Kurdish officials will visit Baghdad, Iran and neighbouring states to discuss the referendum plan. A 'yes' vote would not mean automatically declaring independence, but would strengthen the Kurds' hand in talks on self-determination with Baghdad.

Photo by: Reuters (Archive)
Photo by: Reuters (Archive)

Iraq's Kurdistan region President Massoud Barzani at a joint news conference with German Foreign Minister Sigmar Gabriel (not pictured) in Erbil, Iraq, April 20, 2017.

The autonomous Kurdistan Regional Government (KRG) in northern Iraq announced on Wednesday that it would hold a referendum on independence, in a move the central government in Baghdad is likely to strongly oppose.

"I am pleased to announce that the date for the independence referendum has been set for Monday, September 25, 2017," KRG President Massoud Barzani said on Twitter.

Barzani's assistant, Hemin Hawrami, tweeted that voting would take place in the disputed region of Kirkuk and three other areas also claimed by the central government: Makhmour in the north, Sinjar in the northwest and Khanaqin in the east.

Hawrami said the question put to voters would be "do you want an independent Kurdistan?"

The president of Iraq's ruling coalition said in April it would oppose a Kurdish referendum. In particular, Ammar al Hakim warned the Kurds against any move to annex oil-rich Kirkuk.

The referendum date was set after a meeting of Kurdish political parties chaired by Barzani.

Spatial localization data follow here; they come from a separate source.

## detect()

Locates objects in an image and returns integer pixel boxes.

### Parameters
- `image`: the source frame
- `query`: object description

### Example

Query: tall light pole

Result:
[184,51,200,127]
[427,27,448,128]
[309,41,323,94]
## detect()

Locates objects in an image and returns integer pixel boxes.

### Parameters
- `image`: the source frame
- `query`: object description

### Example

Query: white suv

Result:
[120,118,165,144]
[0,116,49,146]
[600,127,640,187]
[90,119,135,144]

A senior Kurdish official, Hoshiyar Zebari, said in April the expected "yes" vote would strengthen the Kurds' hand in talks on self-determination with Baghdad and would not lead to an automatic declaration of independence.

The idea of Iraqi Kurdish independence has been historically opposed by Iraq. Neighbouring Iran, Turkey and Syria are also against the idea.

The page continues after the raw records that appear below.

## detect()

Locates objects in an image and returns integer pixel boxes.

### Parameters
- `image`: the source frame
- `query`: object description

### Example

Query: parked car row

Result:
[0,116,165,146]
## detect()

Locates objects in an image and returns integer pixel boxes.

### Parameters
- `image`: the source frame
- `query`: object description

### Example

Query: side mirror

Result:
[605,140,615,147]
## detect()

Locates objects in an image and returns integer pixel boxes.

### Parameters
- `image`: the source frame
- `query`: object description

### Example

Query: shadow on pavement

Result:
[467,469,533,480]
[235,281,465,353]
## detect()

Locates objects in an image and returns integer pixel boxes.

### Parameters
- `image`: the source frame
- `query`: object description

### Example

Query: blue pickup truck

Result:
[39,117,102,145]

Kurdish officials will be visiting Baghdad and neighbouring states to discuss the referendum plan, Erbil-based TV Rudaw said, adding that elections for the Kurdish regional parliament are planned for November 6.

The Iraqi Kurds have their own armed force, the peshmerga, which in 2014 prevented Daesh from capturing Kirkuk after the Iraqi army fled in the face of the militants. The peshmerga are effectively running the region, also claimed by Turkmen and Arabs.

Iranian-backed Iraqi militias have threatened to expel the Kurds by force from the Kirkuk region and other disputed areas.

The Sinjar region is populated by Yazidis, followers of an ancient religion who speak Kurmanji, a Kurdish language. The group has been heavily persecuted by Daesh.

Makhmour is south of the Kurdish capital Erbil and Khanaqin is near the border with Iran.

Kirkuk's Kurdish-led provincial council earlier this year rejected a resolution by the Iraqi parliament in Baghdad to lower Kurdish flags which since March have been flown alongside Iraqi flags on public buildings in the region.

Masrour Barzani, head of the Kurdish government's Security Council and son of President Barzani, said in June last year Iraq should be divided into separate Shia, Sunni and Kurdish entities to prevent further sectarian bloodshed.